Initialize Ray and Spark

ray.init()
spark = drls.init_spark(
    app_name="quickstart",
    num_executors=2,
    executor_cores=1,
    executor_memory="512M",
    iceberg_catalog="hadoop",
    iceberg_warehouse="/tmp/drls-warehouse",
)

init_spark() launches Spark executors as Ray actors.
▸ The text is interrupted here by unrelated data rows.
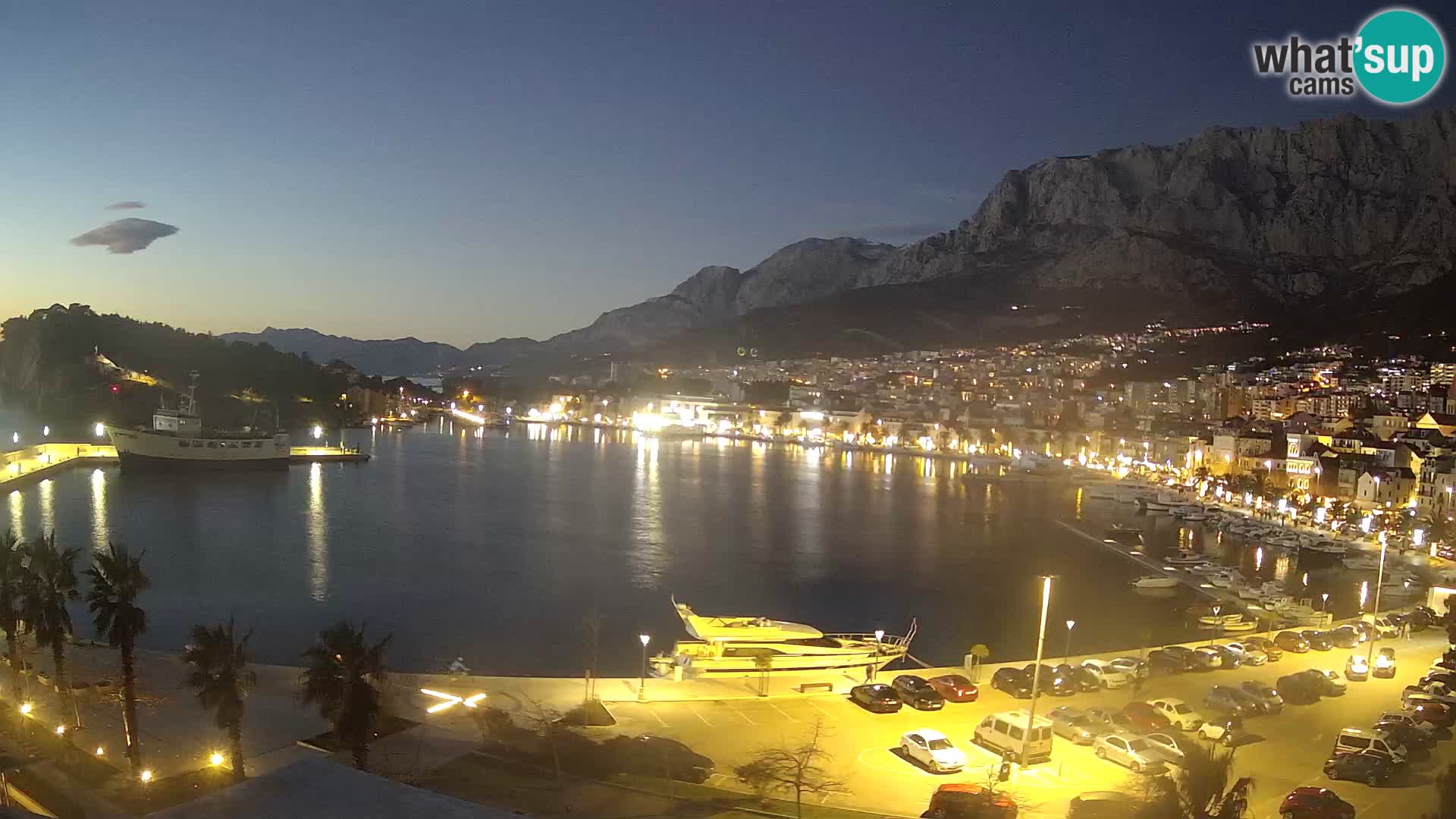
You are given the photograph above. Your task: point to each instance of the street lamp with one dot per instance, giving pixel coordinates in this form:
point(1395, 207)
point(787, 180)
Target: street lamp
point(1036, 675)
point(645, 639)
point(1375, 613)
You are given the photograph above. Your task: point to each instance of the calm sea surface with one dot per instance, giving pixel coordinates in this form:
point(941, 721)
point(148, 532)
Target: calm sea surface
point(497, 545)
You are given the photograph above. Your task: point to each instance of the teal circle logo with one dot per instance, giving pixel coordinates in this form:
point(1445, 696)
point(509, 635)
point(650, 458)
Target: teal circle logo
point(1400, 57)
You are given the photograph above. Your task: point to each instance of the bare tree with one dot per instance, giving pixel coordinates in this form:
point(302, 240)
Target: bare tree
point(799, 768)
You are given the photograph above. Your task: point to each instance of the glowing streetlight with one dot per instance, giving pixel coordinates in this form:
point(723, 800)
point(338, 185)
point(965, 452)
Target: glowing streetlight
point(1036, 675)
point(645, 639)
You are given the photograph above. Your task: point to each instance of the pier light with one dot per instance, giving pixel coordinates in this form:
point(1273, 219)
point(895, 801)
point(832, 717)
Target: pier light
point(645, 639)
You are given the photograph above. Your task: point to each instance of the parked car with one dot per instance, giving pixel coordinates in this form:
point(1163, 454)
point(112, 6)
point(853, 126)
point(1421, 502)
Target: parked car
point(1128, 751)
point(1131, 667)
point(1171, 748)
point(954, 689)
point(1101, 805)
point(875, 697)
point(1264, 694)
point(1248, 653)
point(1012, 682)
point(1166, 661)
point(1074, 725)
point(1357, 668)
point(916, 692)
point(1107, 673)
point(1270, 649)
point(1228, 657)
point(653, 755)
point(1229, 700)
point(1383, 664)
point(1178, 713)
point(1329, 681)
point(1223, 729)
point(1292, 642)
point(1050, 681)
point(1308, 802)
point(1369, 768)
point(968, 800)
point(1141, 717)
point(932, 749)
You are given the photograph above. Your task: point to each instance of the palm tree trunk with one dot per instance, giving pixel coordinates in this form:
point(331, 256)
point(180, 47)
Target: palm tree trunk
point(235, 735)
point(128, 707)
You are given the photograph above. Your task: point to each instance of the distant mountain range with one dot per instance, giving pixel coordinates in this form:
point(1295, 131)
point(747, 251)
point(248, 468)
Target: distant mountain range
point(1335, 215)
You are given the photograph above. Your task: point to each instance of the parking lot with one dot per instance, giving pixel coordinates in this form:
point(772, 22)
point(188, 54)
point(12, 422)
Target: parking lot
point(1282, 751)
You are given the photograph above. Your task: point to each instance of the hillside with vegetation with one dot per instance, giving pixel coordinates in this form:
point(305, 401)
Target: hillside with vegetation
point(72, 366)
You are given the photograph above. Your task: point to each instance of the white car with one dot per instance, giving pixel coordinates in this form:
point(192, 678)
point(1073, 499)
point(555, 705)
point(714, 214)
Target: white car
point(1130, 751)
point(1178, 713)
point(1107, 673)
point(1248, 654)
point(932, 749)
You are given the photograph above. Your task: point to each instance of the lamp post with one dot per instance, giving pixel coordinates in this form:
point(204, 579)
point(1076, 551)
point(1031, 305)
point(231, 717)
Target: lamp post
point(645, 639)
point(1375, 613)
point(874, 667)
point(1036, 675)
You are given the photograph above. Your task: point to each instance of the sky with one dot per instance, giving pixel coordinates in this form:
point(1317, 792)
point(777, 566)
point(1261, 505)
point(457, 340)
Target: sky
point(468, 171)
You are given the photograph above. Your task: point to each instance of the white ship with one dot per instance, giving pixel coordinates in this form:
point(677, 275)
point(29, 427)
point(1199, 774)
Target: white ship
point(177, 442)
point(734, 646)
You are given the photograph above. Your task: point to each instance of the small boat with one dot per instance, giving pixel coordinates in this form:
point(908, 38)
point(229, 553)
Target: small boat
point(1125, 535)
point(1155, 582)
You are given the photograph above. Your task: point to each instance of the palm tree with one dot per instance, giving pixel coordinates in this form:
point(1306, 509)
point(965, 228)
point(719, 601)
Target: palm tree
point(340, 679)
point(117, 580)
point(47, 589)
point(11, 576)
point(221, 679)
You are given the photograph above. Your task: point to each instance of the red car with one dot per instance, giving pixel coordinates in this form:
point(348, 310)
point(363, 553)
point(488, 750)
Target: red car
point(1141, 717)
point(1315, 803)
point(954, 689)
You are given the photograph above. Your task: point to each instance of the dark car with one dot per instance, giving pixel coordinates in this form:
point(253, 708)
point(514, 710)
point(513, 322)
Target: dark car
point(1229, 659)
point(1315, 803)
point(1050, 681)
point(1369, 768)
point(1298, 689)
point(1228, 700)
point(1141, 717)
point(916, 692)
point(1174, 659)
point(1410, 736)
point(654, 755)
point(1292, 642)
point(954, 689)
point(875, 697)
point(1012, 682)
point(967, 800)
point(1082, 678)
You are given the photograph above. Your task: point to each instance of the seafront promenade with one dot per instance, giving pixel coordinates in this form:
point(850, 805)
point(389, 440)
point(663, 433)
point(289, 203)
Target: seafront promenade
point(31, 464)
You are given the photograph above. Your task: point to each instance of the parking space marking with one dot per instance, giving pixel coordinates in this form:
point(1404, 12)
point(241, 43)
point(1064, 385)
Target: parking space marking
point(783, 711)
point(742, 714)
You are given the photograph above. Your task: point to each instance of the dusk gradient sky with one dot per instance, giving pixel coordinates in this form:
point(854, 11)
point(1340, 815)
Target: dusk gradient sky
point(466, 171)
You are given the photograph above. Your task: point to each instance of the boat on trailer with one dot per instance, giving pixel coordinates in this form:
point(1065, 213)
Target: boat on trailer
point(740, 646)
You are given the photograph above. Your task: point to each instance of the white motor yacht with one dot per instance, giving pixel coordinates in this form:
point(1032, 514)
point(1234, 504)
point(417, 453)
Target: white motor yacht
point(726, 646)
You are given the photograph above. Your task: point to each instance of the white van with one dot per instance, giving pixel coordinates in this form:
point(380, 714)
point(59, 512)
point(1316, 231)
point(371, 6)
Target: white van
point(1006, 733)
point(1360, 741)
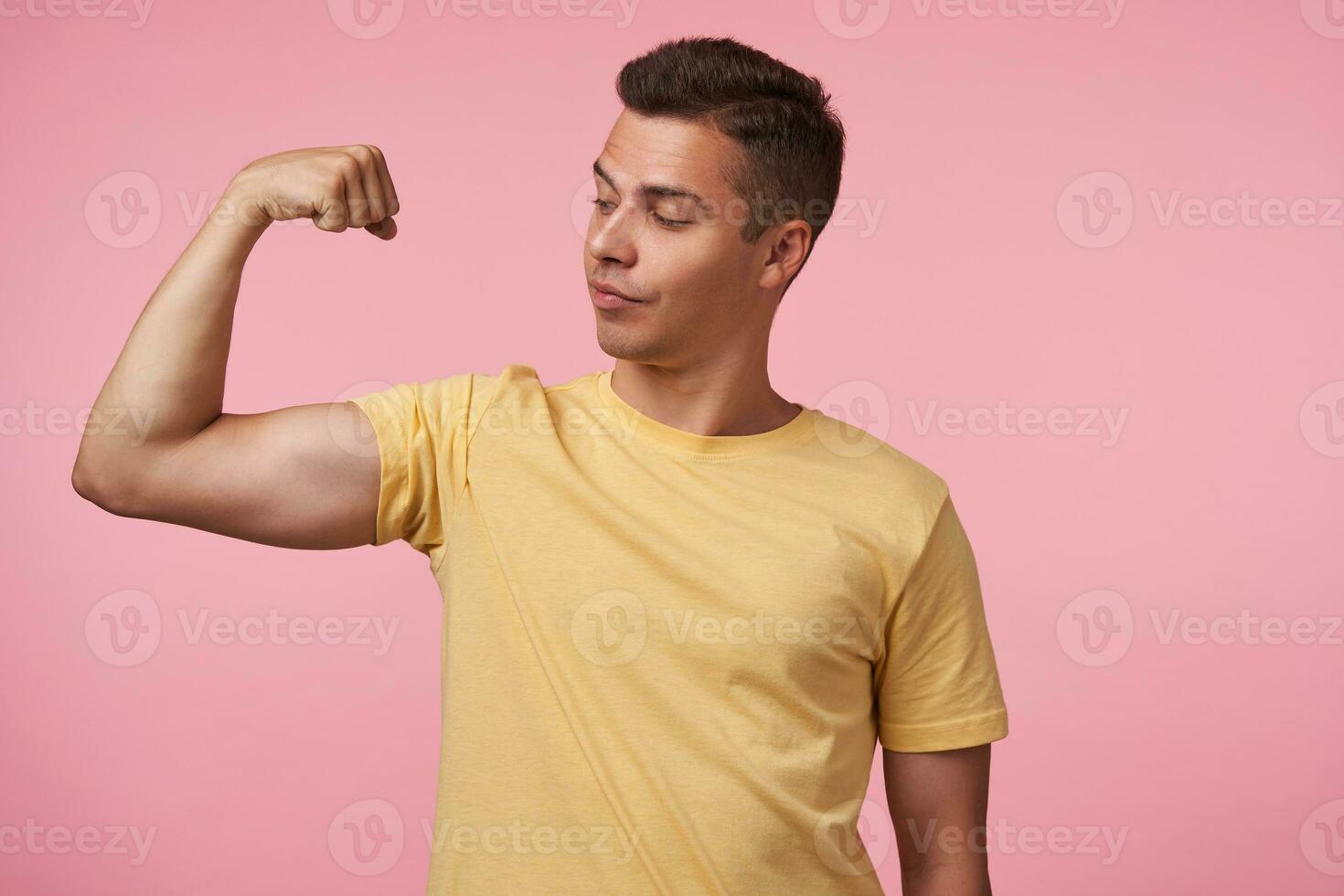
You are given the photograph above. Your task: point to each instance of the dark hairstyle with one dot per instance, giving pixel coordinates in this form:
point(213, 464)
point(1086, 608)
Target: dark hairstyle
point(791, 140)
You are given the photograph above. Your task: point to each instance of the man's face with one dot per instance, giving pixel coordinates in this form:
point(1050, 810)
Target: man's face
point(651, 240)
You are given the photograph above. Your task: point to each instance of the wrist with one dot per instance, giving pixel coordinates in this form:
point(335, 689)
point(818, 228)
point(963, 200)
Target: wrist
point(240, 206)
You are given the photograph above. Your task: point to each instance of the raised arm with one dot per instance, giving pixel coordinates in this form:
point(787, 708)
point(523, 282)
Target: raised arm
point(293, 477)
point(938, 804)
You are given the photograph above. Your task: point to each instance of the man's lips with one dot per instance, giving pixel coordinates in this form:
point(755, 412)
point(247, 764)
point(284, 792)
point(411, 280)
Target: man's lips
point(608, 295)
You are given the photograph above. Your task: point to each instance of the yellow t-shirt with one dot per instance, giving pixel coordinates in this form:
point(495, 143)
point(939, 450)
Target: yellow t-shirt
point(667, 657)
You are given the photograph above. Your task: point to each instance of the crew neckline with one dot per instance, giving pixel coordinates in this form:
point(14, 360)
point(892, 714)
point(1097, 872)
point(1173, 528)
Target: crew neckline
point(645, 427)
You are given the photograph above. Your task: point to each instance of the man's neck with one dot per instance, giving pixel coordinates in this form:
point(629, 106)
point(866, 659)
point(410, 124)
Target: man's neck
point(709, 400)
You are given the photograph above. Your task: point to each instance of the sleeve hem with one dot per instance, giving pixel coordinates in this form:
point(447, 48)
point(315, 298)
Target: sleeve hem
point(391, 477)
point(952, 735)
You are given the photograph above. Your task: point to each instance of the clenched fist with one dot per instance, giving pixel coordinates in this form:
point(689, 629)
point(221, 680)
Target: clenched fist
point(337, 187)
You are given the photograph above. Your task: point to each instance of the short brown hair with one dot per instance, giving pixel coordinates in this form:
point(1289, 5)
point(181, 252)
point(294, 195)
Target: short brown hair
point(792, 142)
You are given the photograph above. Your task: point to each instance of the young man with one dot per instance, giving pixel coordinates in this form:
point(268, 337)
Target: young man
point(679, 609)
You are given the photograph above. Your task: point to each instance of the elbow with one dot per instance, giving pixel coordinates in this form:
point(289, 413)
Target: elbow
point(102, 486)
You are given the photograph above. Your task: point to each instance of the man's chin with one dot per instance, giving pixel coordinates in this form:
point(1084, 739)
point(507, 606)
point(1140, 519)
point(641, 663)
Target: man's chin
point(621, 344)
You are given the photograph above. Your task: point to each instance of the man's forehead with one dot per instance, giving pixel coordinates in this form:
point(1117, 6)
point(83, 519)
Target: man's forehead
point(666, 151)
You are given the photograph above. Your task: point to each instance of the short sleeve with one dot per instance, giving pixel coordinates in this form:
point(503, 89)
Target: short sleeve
point(937, 684)
point(421, 430)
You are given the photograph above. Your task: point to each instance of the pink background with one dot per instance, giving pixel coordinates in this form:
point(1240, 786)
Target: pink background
point(1220, 497)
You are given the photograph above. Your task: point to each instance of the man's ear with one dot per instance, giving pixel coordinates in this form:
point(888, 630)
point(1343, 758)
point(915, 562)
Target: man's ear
point(786, 248)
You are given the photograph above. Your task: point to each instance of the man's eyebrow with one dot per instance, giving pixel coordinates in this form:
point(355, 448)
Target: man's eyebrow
point(672, 191)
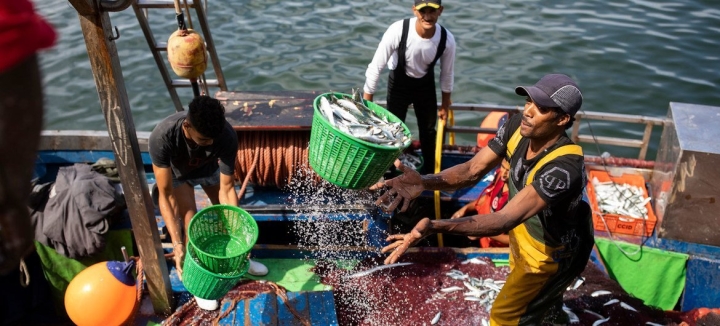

The iceberg_catalog and iceberg_warehouse parameters configure a local Hadoop Iceberg catalog.

Create and Query Data

df = spark.range(100).toDF("id")
df = df.withColumn("doubled", df["id"] * 2)
print(f"Row count: {df.count()}")  # 100

Standard PySpark operations work as expected — the Spark executors run inside Ray.

Create an Iceberg Table

spark.sql("CREATE DATABASE IF NOT EXISTS drls.demo")
spark.sql("""
    CREATE TABLE IF NOT EXISTS drls.demo.numbers (
        id BIGINT, doubled BIGINT
    ) USING iceberg
""")
df.writeTo("drls.demo.numbers").overwritePartitions()

The drls prefix is the catalog name configured in init_spark().

Convert Between Runtimes

# Spark → Ray
ray_ds = drls.spark_dataframe_to_ray_dataset(df)
print(f"Ray Dataset count: {ray_ds.count()}")  # 100

# Ray → Spark
df2 = drls.ray_dataset_to_spark_dataframe(spark, ray_ds)
print(f"Round-trip count: {df2.count()}")  # 100

These conversions use Arrow for efficient zero-copy transfer when possible.

Cleanup

drls.stop_spark()
ray.shutdown()

Always call stop_spark() before ray.shutdown() to cleanly release Spark resources.